Meskipun Azerbaijan sudah menandatangani berbagai perjanjian iklim dan mengadopsi rencana nasional mengenai energi terbarukan dan efisiensi energi, terdapat sedikit kemajuan dalam memenuhi tujuan-tujuan iklim mereka. Dengan tidak adanya program berkelanjutan dan jangka panjang dari pemerintah, maka tidak mengherankan bahwa negara ini masih belum menetapkan target net-zero dalam negeri.
Hal ini sepertinya tidak akan terjadi dalam waktu dekat. Kegagalan Azerbaijan untuk mendiversifikasi ekonominya yang bergantung pada bahan bakar fosil, ditambah dengan cadangan minyak yang semakin menipis dan struktur tata kelola vertikal yang kaku, menyebabkan negara ini tidak siap untuk mencapai target-target iklim yang ambisius, seperti emisi net-zero atau pengurangan 30% emisi gas rumah kaca pada tahun 2030.
At a time of escalating global turmoil, there is an urgent need for incisive, informed analysis of the issues and questions driving the news – just what PS has always provided.
Subscribe to Digital or Digital Plus now to secure your discount.
Subscribe Now
Menurut Index RISE tahun 2022 Bank Dunia, yang mengevaluasi kebijakan-kebijakan dan peraturan energi nasional, Azerbaijan berada di peringkat 122 dalam sumber energi terbarukan (dari 140 negara), hal ini menggarisbawahi kurangnya kerangka peraturan dan kebijakan-kebijakan yang bertarget yang bertujuan untuk mengembangkan energi terbarukan di negara tersebut. Bahkan badan regulasi utama yang bertanggung jawab untuk memajukan energi terbarukan tidak memiliki kemandirian dan wewenang untuk menerapkan reformasi yang diperlukan.
Dilemahkan oleh kendali negara yang terpusat, kerangka kebijakan yang tidak memadai, dan buruknya implementasi, aspirasi energi ramah lingkungan Azerbaijan tidak lebih dari sekedar retorika kosong. Faktanya, prioritas utama pemerintah sepertinya adalah memanfaatkan permintaan bahan bakar fosil yang terus meningkat dibandingkan mengatasi pemanasan global. Dalam pidatonya di Dialog Iklim Petersberg pada bulan April, Presiden Ilham Aliyev menyatakan bahwa Azerbaijan tidak berniat menghentikan produksi bahan bakar fosil, menyebut sumber daya sebagai “anugerah dari tuhan,” dan mengumumkan rencana untuk meningkatkan ekspor gas alam ke Eropa. Aliyev menekankan pendekatan ini selama COP29, bersikeras bahwa negara-negara penghasil bahan bakar fosil “tidak boleh disalahkan.” Bagi pemerintah, sepertinya COP29 lebih tentang manajemen citra dan greenwashing dibandingkan dengan mengambil tindakan yang berarti.

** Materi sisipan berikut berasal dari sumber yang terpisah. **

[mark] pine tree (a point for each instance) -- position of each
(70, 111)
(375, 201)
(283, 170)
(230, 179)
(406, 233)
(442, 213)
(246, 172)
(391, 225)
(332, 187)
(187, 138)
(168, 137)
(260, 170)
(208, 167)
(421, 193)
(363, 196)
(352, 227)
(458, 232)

Meskipun keterlibatan Azerbaijan dalam diskusi iklim global masih relatif baru, catatan buruknya dalam hak asasi manusia bukanlah hal baru. Kecenderungan otoritarianisme negara ini selama puluhan tahun bisa ditelusuri ke masa kepresidenan Heydar Aliyev, yang mulai berkuasa pada tahun 1993 dan menghabiskan satu dekade untuk meletakkan dasar bagi rezim dinasti.
Ketika putra Aliyev, Ilham, meneruskan kepemimpinan pada tahun 2003, demokrasi pasca Soviet yang masih baru itu sudah terkikis. Para pengamat internasional, termasuk Organisasi untuk Keamanan dan Kerja Sama di Eropa (OSCE), mengecam pemilu tahun 2003 yang jelas-jelas dicurangi dan setiap pemungutan suara berikutnya, termasuk pemilu awal presiden pada bulan Februari, yang memperpanjang masa jabatan Aliyev selama tujuh tahun.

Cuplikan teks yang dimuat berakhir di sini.